David Lynch: Beautiful Dark
Greg Olson - 2008
Lynch's films delve into the subjective consciousness of his characters to reveal both the depraved darkness and luminous spirituality of human nature. From his experimental shorts of the 1960s to feature films like Eraserhead, The Elephant Man, Blue Velvet, Mulholland Drive, and INLAND EMPIRE, Lynch has pushed the boundaries of cinematic storytelling. In David Lynch: Beautiful Dark, author Greg Olson explores the surreal intricacies of the director's unique visual and visceral style not only in his full-length films but also his early forays into painting and short films, as well as his television landmark, Twin Peaks. This in-depth exploration is the first full-length work to analyze the intimate symbiosis between Lynch's life experience and artistic expressions: from the small-town child to the teenage painter to the 60-year-old Internet and digital media experimenter.

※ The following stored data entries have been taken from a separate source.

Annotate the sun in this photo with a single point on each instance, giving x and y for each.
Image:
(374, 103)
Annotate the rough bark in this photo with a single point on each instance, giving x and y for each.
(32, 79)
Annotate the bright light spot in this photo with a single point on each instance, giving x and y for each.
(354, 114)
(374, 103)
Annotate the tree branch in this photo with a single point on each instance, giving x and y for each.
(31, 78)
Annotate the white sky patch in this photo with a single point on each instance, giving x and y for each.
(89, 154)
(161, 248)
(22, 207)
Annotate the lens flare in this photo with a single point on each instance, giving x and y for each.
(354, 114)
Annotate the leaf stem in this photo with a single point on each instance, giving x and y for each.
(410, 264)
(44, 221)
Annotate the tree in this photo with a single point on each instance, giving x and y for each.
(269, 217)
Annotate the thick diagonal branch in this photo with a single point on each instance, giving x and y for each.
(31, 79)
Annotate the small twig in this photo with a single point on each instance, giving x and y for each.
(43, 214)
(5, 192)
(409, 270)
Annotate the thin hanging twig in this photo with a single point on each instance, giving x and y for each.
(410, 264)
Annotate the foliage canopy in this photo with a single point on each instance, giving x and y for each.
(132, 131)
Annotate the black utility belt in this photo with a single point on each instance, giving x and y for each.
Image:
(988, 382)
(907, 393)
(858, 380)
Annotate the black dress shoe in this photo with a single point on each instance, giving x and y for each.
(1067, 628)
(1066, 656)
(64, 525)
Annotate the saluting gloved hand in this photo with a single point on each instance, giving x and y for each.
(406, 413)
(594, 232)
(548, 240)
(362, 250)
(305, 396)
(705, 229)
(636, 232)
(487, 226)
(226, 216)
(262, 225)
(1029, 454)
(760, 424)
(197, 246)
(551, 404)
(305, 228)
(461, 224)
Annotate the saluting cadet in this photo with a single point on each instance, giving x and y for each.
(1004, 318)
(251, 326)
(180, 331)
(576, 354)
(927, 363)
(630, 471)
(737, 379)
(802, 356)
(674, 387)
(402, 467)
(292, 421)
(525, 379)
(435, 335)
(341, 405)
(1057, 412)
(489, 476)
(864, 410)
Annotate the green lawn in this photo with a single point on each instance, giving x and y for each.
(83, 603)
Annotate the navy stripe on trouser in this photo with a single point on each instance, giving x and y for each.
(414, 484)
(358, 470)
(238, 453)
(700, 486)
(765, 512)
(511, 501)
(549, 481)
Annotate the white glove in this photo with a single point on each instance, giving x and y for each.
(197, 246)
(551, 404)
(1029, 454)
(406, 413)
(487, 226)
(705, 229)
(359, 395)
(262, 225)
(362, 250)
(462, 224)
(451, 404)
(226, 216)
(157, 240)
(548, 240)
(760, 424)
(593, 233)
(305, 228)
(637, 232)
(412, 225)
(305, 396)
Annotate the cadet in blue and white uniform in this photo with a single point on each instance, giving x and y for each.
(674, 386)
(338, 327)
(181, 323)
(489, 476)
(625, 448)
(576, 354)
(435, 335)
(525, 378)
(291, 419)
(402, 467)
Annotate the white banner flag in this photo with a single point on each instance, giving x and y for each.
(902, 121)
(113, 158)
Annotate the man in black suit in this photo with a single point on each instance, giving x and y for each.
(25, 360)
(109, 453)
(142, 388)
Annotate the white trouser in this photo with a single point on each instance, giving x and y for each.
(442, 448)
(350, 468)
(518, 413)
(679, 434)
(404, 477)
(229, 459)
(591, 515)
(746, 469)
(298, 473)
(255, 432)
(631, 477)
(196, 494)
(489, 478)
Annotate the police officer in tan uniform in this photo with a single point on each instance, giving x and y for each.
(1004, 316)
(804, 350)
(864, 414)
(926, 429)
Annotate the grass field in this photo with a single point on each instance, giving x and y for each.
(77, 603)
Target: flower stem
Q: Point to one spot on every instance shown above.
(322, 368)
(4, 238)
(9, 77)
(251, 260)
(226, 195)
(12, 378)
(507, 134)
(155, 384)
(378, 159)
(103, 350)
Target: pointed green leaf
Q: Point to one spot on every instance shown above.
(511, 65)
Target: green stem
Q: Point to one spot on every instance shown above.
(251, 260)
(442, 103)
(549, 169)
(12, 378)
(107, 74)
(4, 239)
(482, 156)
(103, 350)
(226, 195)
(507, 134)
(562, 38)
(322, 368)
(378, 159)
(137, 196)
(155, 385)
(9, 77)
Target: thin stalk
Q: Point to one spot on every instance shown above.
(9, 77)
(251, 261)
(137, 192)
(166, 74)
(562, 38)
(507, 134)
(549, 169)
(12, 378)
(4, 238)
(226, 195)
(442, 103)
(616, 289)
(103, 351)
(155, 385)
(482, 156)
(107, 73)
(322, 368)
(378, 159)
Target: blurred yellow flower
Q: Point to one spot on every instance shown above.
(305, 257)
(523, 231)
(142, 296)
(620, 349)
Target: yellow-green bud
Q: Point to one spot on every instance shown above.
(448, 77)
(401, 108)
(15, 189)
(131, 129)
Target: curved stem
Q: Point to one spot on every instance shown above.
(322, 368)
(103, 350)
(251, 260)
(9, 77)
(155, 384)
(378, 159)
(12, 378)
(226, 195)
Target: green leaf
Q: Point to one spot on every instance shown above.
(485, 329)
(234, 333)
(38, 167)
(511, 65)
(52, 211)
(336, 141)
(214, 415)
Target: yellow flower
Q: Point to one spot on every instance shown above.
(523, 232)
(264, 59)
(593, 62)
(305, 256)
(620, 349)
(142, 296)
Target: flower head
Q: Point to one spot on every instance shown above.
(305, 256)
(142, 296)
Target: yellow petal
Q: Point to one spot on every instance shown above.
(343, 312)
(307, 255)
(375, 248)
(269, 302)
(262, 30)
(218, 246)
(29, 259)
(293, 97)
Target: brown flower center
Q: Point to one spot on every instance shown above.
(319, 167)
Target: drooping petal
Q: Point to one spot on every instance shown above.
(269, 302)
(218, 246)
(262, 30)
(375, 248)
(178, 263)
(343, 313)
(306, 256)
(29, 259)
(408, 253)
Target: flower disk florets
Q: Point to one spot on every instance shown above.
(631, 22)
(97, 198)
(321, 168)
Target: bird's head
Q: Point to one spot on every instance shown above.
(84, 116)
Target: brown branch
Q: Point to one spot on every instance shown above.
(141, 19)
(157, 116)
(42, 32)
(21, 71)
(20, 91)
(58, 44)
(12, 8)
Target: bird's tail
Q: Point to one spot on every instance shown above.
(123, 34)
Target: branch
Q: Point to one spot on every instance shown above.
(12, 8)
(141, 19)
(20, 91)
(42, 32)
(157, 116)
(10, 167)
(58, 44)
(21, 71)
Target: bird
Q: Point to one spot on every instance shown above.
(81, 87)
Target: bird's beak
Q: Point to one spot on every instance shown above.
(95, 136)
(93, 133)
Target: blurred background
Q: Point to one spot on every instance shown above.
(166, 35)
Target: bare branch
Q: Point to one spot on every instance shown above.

To fully delineate the director's life and art, Olson received unprecedented participation from Lynch, his parents, siblings, old school friends, romantic partners, children, and decades of professional colleagues, as well as on-set access to the director during the production of Twin Peaks: Fire Walk with Me. Throughout this study, Olson provides thorough analyses of the filmmaker's works as Lynch conceived, crafted, and completed them. Consequently, David Lynch: Beautiful Dark is the definitive study of one of the most influential and idiosyncratic directors of the last four decades.